Purpose : Activation of retinal melatonin receptors at nighttime is thought to synchronize cyclic events that optimize homeostatic photoreceptor renewal with the predictable daily solar cycle. We hypothesize that disruption of melatonin receptor-meditated entrainment of circadian retinal functions is detrimental to long-term photoreceptor health.

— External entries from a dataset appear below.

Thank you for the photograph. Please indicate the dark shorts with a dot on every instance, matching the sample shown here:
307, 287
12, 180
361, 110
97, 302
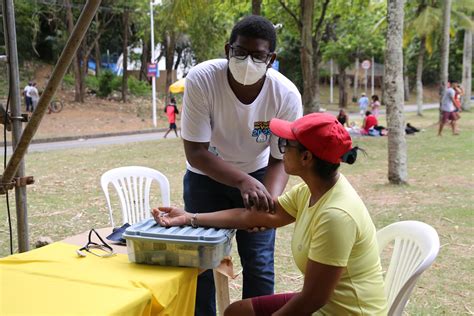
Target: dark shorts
269, 304
448, 116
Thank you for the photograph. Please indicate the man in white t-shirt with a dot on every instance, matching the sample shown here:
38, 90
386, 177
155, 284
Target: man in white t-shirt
233, 160
448, 113
28, 100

Methods : Xenopus tropicalis embryos were injected with Cas9 enzyme and single guide RNAs targeting specific exon sequences of the Mel1a melatonin receptor (mtnr1a) gene. Mature F0 were crossed with wild-type (WT) animals to generate heterozygous F1 progeny. F0 and F1 animals were genotyped by RFLP assays, T7E1 endonuclease cleavage assays, and PCR sequencing. F1 tadpoles were exposed to melatonin at night and several hours each day for 1- 2 weeks. Phenotypic analyses of F1 progeny included histological processing and immunohistochemistry.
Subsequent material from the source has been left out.